Le vivaci polemiche sul caos innescato a Roma dalla nevicata (e successiva ondata di freddo, con la conseguenza di lastricare le strade di ghiaccio) hanno forse fatto perdere di vista quello che è stato l’aspetto caratterizzante in questi giorni di maltempo. Occorre, invece, esaminarlo con attenzione nei suoi effetti e nelle sue determinanti proprio per contribuire a mettere in atto quella “cultura della prevenzione” che, come ha sottolineato lo stesso Presidente del Consiglio, Mario Monti, è essenziale per evitare che al ripetersi di fenomeni analoghi le conseguenze siano così gravi.



Il vero punto che ha caratterizzato l’Italia rispetto ad altri paesi colti nella morsa del freddo e della neve è il vero e proprio collasso del funzionamento del sistema ferroviario. Solamente da noi si è assistito a treni lasciati al gelo in mezzo alla campagna per ore e ore, a cancellazioni a catena, al vero e proprio esempio emblematico di Bologna, dove la città funzionava nonostante ci fossero 40 centimetri di neve, ma la stazione ferroviaria (uno dei nodi più importanti della Penisola) era nella più piena confusione. Occorre chiedersi se sia solamente dipeso da una serie di micro-fattori in base ai quali il Diavolo ha posto la propria coda in tutti i binari e in tutte le stazioni o se ci siano determinanti più fondamentali. Da esaminare con attenzione e da sanare.

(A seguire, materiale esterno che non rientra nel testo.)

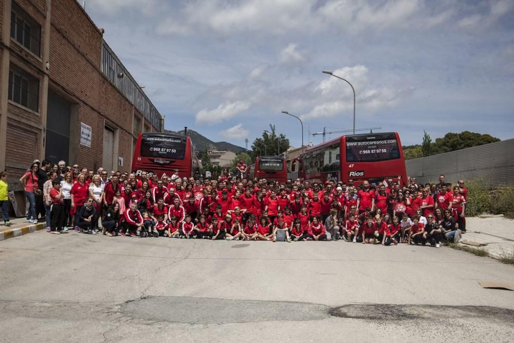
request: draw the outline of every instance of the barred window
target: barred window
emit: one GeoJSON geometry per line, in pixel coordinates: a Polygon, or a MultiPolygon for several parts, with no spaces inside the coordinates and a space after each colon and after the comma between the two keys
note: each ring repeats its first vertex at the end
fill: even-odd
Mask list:
{"type": "Polygon", "coordinates": [[[11,64],[9,67],[9,100],[37,112],[39,80],[11,64]]]}
{"type": "Polygon", "coordinates": [[[11,37],[33,54],[41,56],[41,25],[14,2],[11,6],[11,37]]]}

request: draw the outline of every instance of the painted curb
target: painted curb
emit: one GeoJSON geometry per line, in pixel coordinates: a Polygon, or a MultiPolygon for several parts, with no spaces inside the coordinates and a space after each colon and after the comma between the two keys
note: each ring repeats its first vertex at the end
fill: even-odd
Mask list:
{"type": "Polygon", "coordinates": [[[27,234],[35,231],[42,230],[44,228],[44,223],[39,223],[32,225],[27,225],[22,227],[17,227],[0,232],[0,241],[9,239],[13,237],[17,237],[24,234],[27,234]]]}

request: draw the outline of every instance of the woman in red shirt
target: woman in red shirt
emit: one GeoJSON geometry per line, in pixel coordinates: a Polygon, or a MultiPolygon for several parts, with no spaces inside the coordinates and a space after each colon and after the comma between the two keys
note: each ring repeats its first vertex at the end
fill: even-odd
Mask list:
{"type": "Polygon", "coordinates": [[[38,213],[35,211],[35,194],[39,191],[38,187],[38,172],[39,165],[33,163],[30,166],[30,170],[27,171],[20,178],[20,184],[25,190],[25,196],[29,202],[29,210],[27,213],[27,222],[36,224],[38,223],[38,213]]]}
{"type": "MultiPolygon", "coordinates": [[[[77,177],[77,183],[71,187],[70,191],[71,194],[71,208],[74,213],[77,214],[84,206],[86,198],[89,196],[89,187],[86,184],[86,175],[80,173],[77,177]]],[[[78,215],[75,215],[74,218],[74,230],[79,230],[78,215]]]]}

In primo luogo, è essenziale domandarsi se la strategia ferroviaria dell’Italia sia in linea con le esigenze del Paese. In dicembre, un documento di “Osservazioni e Proposte” del Cnel al Governo e al Parlamento ha sottolineato come: a) le carenze della logistica costino al Paese ben 40 miliardi l’anno; b) tali carenze siano in gran misura le conseguenze di una strategia ferroviaria che ha dato la priorità alle tratte “ricche” per passeggeri, trascurando il trasporto merci e le linee regionali e locali. Ciò ha comportato, da un lato, porre il Paese alla mercé dei “padroncini” dei trasporti merci su gomma (con episodi quali quelli di un paio di settimane fa) e, dall’altro, dimenticare che, anche a ragione delle difficoltà di “mobilità abitativa”, l’Italia è una nazione di pendolari.



A conclusioni analoghe è arrivato uno studio commissionato dal ministero delle Infrastrutture e condotto dalle Fondazioni Astrid, Res Pubblica e Italia decide. È essenziale che il management delle ferrovie ne tenga conto ed effettui al più presto le necessarie correzioni di rotta. In caso contrario, la Politica (con la “P” maiuscola) potrebbe, e forse dovrebbe, affidare ad altri il delicato settore.

In secondo luogo, va diffondendosi l’impressione che, finita l’epoca chiamata scherzosamente della “sinistra ferroviaria”, ci sia ora un “industrial-railway complex” non dissimile dall’“industrial-military complex” lamentato da Dwight D.Eisenhowerquando era Presidente degli Stati Uniti. Appare quanto meno curioso che gli articoli sulla concorrenza nel settore ferroviario siano stati stralciati dalla bozza di decreto legge “Cresci-Italia” pochi minuti prima del loro esame da parte del Consiglio dei ministri. Speriamo che venga ripreso al più presto e arricchito di vincoli al management delle ferrovie per incoraggiarlo nell’improcrastinabile correzione di rotta.

Inoltre, nella recente revisione dei progetti critici (per il finanziamento pubblico) il Ponte sullo Stretto di Messina è stato sostituito dall’Alta velocità Napoli-Bari. Abbiamo sempre espresso riserve sul Ponte sullo Stretto, ma si è proprio certi che l’Alta velocità Napoli-Bari abbia la priorità sul trasporto merci e sull’ammodernamento dei servizi le cui debolezze sono state messe in viva luce negli ultimi giorni? Non c’è il rischio che l’“industrial-railway complex” sia diventato autoreferenziale e confonda la propria missione con i propri obiettivi di sviluppo e di carriera? Nell’assunto che ciò che è il bene dell’“industrial-railway complex” è anche il bene dell’Italia.